We have transition matrix $$P = \begin{bmatrix} 1 - \sqrt{x} & \sqrt{x}\\ \frac{1}{2} & \frac{1}{2} \end{bmatrix} = \begin{bmatrix} 1 & -2\sqrt{x}\\ 1 & 1 \end{bmatrix} \begin{bmatrix} 1 & 0\\ 0 & \frac{1}{2}-\sqrt{x} \end{bmatrix} \begin{bmatrix} \frac{1}{1 + 2\sqrt{x}} & \frac{2\sqrt{x}}{1 + 2\sqrt{x}}\\ -\frac{1}{1 + 2\sqrt{x}} & \frac{1}{1 + 2\sqrt{x}} \end{bmatrix},$$ so \begin{align*} X_1 &= \begin{bmatrix} \frac{1}{2}\\ \frac{1}{2} \end{bmatrix}\\ \implies X_i = X_1^TP^{i-1} &= \begin{bmatrix} \frac{1}{2}\\ \frac{1}{2} \end{bmatrix}^T \begin{bmatrix} 1 & -2\sqrt{x}\\ 1 & 1 \end{bmatrix} \begin{bmatrix} 1 & 0\\ 0 & \left (\frac{1}{2}-\sqrt{x}\right )^{i-1} \end{bmatrix} \begin{bmatrix} \frac{1}{1 + 2\sqrt{x}} & \frac{2\sqrt{x}}{1 + 2\sqrt{x}}\\ -\frac{1}{1 + 2\sqrt{x}} & \frac{1}{1 + 2\sqrt{x}} \end{bmatrix}\\ &= \begin{bmatrix} \frac{1 - \left (\frac{1}{2} - \sqrt{x} \right )^i}{1 + 2\sqrt{x}}\\ \frac{2\sqrt{x} + \left (\frac{1}{2} - \sqrt{x} \right )^i}{1 + 2\sqrt{x}} \end{bmatrix} \end{align*} Thus, \begin{align*} \mathbb{E}[X_i] &= \frac{2\sqrt{x} + \left (\frac{1}{2} - \sqrt{x} \right )^i}{1 + 2\sqrt{x}}\\ \implies E_n(x) = \mathbb{E}[M] &= \left ( \frac{3}{4} + x \right ) \left (\sum_{i = 1}^n \frac{2\sqrt{x} + \left (\frac{1}{2} - \sqrt{x} \right )^i}{1 + 2\sqrt{x}}\right ) - nx\\ &= \left ( \frac{3}{4} + x \right ) \left (\frac{(4nx + 1) + 2(n - 1)\sqrt{x} - 2\left (\frac{1}{2} - \sqrt{x}\right )^{n+1}}{\left (1 + 2\sqrt{x}\right )^2}\right ) - nx\\ &= \left ( \frac{3}{4} + x \right ) \left (\frac{1 - 2\sqrt{x} - 2\left (\frac{1}{2} - \sqrt{x}\right )^{n+1}}{\left (1 + 2\sqrt{x}\right )^2}\right ) + \frac{n\left (3\sqrt{x} - 2x \right )}{2 + 4\sqrt{x}} \end{align*} Thus as $n \to \infty$, the total profit is infinite as long as $3\sqrt{x} > 2x$, i.e. $x > 0$.

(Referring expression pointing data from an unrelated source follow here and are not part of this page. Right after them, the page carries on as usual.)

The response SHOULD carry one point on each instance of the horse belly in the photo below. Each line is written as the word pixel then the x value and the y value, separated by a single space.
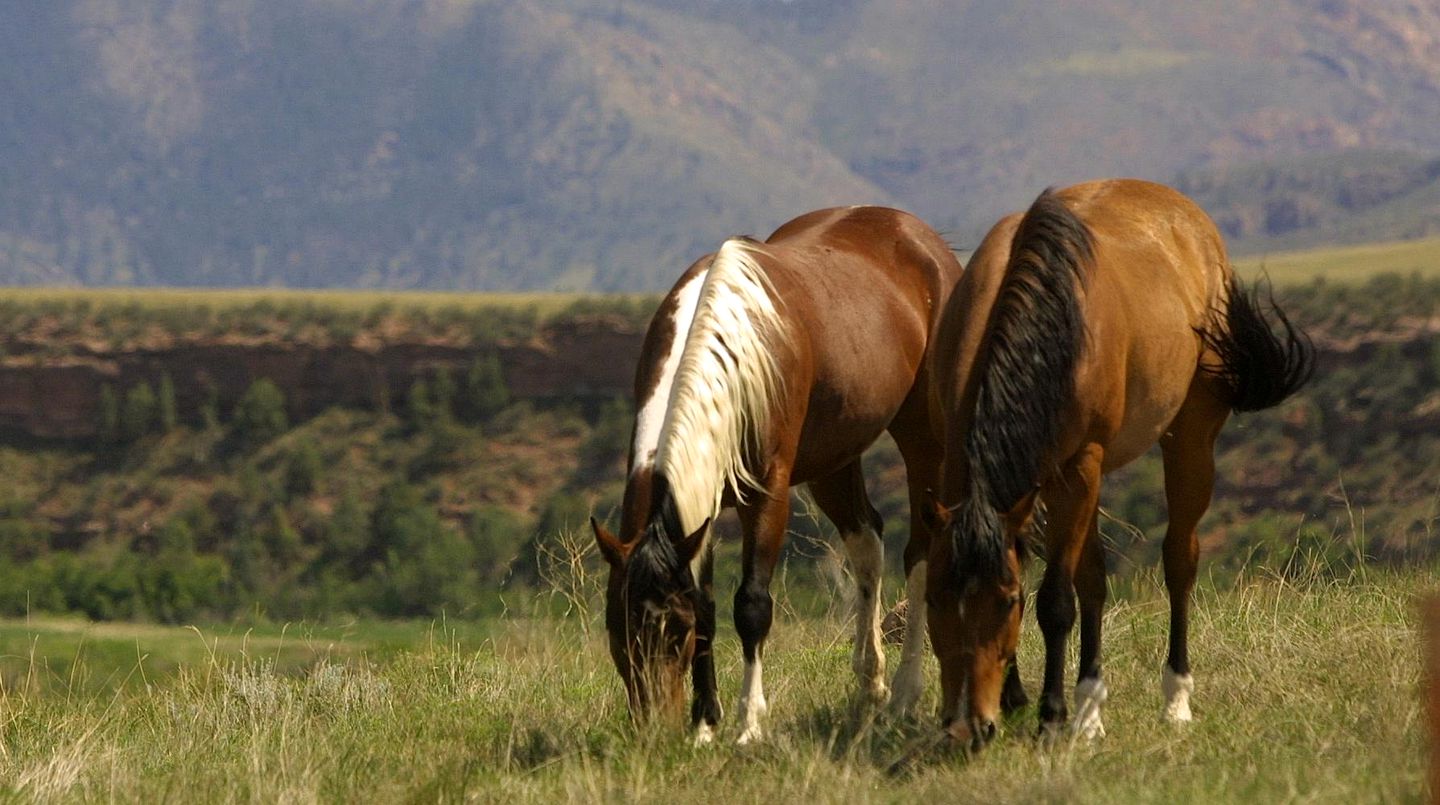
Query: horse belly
pixel 1157 382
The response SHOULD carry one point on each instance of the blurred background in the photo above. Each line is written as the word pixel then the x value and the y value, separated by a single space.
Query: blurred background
pixel 604 144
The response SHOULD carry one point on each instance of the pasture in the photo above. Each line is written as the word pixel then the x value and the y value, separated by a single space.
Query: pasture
pixel 1308 689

On the other hand, if we wanted to maximise the eventual daily profit then we go back to our distribution for $X_i$ and take $i \to \infty$ to get $X = \begin{bmatrix} \frac{1}{1 + 2\sqrt{x}}\\ \frac{2\sqrt{x}}{1 + 2\sqrt{x}} \end{bmatrix}$, so the expected profit made is $\left (\frac{3}{4} + x\right )\mathbb{E}[X] - x = \frac{3\sqrt{x} - 2x}{2 + 4\sqrt{x}}$, which is maximised when $x = \frac{1}{4}$.

Therefore, to maximise daily profit, the club should spend $250$ pounds.